# The radii of the bases of the truncated cone are 3 m and 6 m, and the generatrix is 5 m.

**The radii of the bases of the truncated cone are 3 m and 6 m, and the generatrix is 5 m. Find the area of the truncated cone.**

The lateral surface area of the cone is calculated by the formula:

Sb.p. = π (r1 + r2) h.

Let’s find the height of the HB. Take the triangle ΔАВН.

Since HM is equal to BK, then:

AH = AM – HM;

AH = 6 – 3 = 3 m.

According to the Pythagorean theorem:

AB ^ 2 = BH ^ 2 + AH ^ 2;

BH ^ 2 = AB ^ 2 – AH ^ 2;

BH ^ 2 = 5 ^ 2 – 3 ^ 2 = 25 – 9 = 16;

BH = √16 = 4 m.

Sb.p. = 3.14 * (3 + 6) * 4 = 3.14 * 9 * 4 = 113.04 cm2.
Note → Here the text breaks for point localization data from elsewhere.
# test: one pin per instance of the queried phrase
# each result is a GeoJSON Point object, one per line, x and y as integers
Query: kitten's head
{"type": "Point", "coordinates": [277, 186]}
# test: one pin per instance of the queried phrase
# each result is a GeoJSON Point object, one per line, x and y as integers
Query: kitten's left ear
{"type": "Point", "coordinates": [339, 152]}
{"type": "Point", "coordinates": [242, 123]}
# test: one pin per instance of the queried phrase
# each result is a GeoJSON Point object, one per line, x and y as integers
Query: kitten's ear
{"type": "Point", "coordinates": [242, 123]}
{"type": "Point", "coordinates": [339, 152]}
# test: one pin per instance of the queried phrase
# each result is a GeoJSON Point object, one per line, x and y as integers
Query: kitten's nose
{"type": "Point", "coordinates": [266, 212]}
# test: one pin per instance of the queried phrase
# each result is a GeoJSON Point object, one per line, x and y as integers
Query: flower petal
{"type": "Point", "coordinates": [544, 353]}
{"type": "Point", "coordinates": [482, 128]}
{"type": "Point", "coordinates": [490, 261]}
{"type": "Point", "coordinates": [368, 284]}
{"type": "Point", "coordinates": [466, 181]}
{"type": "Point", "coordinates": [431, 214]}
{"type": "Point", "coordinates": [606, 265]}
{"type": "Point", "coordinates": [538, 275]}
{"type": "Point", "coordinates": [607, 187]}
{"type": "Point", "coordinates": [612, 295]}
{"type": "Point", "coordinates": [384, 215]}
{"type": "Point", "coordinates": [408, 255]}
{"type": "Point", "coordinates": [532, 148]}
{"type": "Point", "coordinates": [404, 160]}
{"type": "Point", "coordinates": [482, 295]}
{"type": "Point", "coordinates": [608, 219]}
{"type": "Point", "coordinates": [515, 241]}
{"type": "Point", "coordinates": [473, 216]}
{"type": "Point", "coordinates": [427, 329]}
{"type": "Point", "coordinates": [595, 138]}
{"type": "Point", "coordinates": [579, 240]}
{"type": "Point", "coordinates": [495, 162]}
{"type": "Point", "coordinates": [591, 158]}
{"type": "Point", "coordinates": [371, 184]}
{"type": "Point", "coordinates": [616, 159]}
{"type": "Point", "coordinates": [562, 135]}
The total surface area of the truncated cone is equal to the sum of the areas of both bases and the area of the lateral surface:

Sp.p. = Sbn.1 + Sbn.2 + Sb.p ..

Since the bases are a circle, their area is equal to:

Sbn.1 = πr1^2;

Sbn. 1 = 3.14 * 3^2 = 3.14 * 9 = 28.26 cm2;

Sbn. 2 = πr2^2;

Sb. 2 = 3.14 · 6^2 = 3.14 · 36 = 113.04 cm2;

Sp.p. = 28.26 + 113.04 + 113.04 = 254.34 cm2.

Answer: the lateral surface area is 113.04 cm2, the total surface area is 254.34 cm2.